Land registration process to go cashless
The government plans to adopt an online payment system for land registration, one of several reforms harnessing modern technology in order to reduce human intervention that breeds under-the-table transactions.
In a keynote speech on Wednesday before members of the Chamber of Thrift Banks, Land Registration Authority (LRA) administrator Eulalio Diaz III said the government agency wants to speed up the land registration process and eliminate the need for “personal services” in getting things done.
Diaz, a land registration lawyer who was previously involved in land development and acquisition, said he learned from experience that for LRA’s services to improve, the agency must get rid of “interventions” in transactions.
He said the online transaction for land registration is now undergoing final negotiations with the Bureau of the Treasury and the Commission on Audit. He said they plan to implement the program by this year.

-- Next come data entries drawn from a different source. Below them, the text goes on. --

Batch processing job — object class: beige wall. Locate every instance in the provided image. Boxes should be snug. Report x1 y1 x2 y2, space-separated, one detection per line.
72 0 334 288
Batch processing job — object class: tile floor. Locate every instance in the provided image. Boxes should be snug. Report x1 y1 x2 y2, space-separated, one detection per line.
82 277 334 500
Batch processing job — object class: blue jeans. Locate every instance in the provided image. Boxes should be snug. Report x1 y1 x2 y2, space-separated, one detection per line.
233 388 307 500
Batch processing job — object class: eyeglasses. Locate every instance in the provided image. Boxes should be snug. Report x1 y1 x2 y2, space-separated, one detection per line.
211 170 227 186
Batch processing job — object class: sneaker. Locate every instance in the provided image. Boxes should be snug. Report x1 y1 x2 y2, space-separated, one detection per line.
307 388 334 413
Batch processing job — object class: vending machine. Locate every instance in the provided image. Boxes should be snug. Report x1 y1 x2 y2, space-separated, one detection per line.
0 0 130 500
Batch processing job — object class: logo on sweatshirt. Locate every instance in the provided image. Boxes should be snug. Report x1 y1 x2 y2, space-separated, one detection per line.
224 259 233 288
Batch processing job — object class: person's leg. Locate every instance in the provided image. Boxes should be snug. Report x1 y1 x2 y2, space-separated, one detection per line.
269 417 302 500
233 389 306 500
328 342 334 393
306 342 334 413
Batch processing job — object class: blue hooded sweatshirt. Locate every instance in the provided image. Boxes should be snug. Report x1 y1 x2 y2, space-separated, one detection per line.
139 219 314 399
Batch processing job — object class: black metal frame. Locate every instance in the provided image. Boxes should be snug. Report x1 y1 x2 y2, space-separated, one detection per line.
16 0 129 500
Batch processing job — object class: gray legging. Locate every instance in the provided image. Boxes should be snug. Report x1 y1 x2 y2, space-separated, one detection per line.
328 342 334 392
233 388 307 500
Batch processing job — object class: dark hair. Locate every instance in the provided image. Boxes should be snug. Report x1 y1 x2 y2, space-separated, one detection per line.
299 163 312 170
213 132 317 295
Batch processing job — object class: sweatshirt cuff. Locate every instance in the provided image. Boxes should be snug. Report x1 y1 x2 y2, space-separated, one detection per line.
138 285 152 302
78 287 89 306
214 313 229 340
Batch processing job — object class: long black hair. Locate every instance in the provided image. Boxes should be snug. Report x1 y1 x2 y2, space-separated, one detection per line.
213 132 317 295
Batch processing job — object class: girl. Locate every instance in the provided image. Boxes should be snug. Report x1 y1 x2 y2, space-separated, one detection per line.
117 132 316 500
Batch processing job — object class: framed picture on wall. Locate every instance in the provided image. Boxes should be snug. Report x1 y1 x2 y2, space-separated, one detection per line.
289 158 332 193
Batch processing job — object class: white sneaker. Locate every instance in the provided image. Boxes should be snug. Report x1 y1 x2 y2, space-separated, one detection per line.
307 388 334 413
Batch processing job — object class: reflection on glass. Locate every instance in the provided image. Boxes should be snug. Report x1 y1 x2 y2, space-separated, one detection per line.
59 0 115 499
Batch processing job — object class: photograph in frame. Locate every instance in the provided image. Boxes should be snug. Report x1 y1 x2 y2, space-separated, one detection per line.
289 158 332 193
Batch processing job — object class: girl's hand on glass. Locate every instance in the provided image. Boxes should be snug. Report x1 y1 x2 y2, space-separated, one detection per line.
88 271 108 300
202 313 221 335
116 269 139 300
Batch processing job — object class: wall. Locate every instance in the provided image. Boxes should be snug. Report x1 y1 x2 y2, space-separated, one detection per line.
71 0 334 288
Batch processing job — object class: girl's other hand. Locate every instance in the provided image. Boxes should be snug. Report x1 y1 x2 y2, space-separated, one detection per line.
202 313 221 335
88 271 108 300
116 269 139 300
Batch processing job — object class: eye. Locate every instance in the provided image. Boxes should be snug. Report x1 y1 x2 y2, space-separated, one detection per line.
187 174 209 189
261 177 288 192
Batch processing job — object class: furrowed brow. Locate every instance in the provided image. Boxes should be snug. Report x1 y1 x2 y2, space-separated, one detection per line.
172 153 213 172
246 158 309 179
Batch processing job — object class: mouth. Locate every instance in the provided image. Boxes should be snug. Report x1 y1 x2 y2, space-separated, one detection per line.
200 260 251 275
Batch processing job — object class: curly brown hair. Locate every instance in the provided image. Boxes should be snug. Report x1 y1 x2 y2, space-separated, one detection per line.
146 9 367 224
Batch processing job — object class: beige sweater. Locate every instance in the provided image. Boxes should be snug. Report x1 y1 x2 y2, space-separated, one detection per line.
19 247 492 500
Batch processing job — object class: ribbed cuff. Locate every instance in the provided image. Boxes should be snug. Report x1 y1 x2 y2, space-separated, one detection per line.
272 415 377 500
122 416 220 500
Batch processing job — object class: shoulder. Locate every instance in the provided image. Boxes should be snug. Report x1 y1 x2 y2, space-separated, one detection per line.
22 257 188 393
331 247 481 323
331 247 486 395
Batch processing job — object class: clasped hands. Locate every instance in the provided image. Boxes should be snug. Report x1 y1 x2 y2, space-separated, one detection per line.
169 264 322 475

An online chattel mortgage registration system is also in the works, he said.
Diaz said LRA also implemented a computerization of registries and put in place stricter policies against fake and spurious titles.
“This is to avoid the use of cash in transacting with the registries, for security purposes and convenience,” Diaz said.
He said 152 out of 167 registries have already been computerized. This also means 97 percent of all transactions are now being done electronically.
Diaz also cited LRA’s “general name search” facility, which allows investigative offices like the Bureau of Internal Revenue (BIR), Office of the Ombudsman, Anti-Money Laundering Council, National Bureau of Investigation and the Supreme Court to access documents and information involving land ownership of people and corporations.
“Soon, however, it will also be open to private individuals for purposes of estate settlement,” Diaz said.
Other LRA reforms include linkages with banks for faster verification of titles and loan applications and verification system with the BIR to check fake titles.
“Our system is like a cell phone, for as long as there is a new technology that can be used, then it will be used to build a better one,” Diaz said.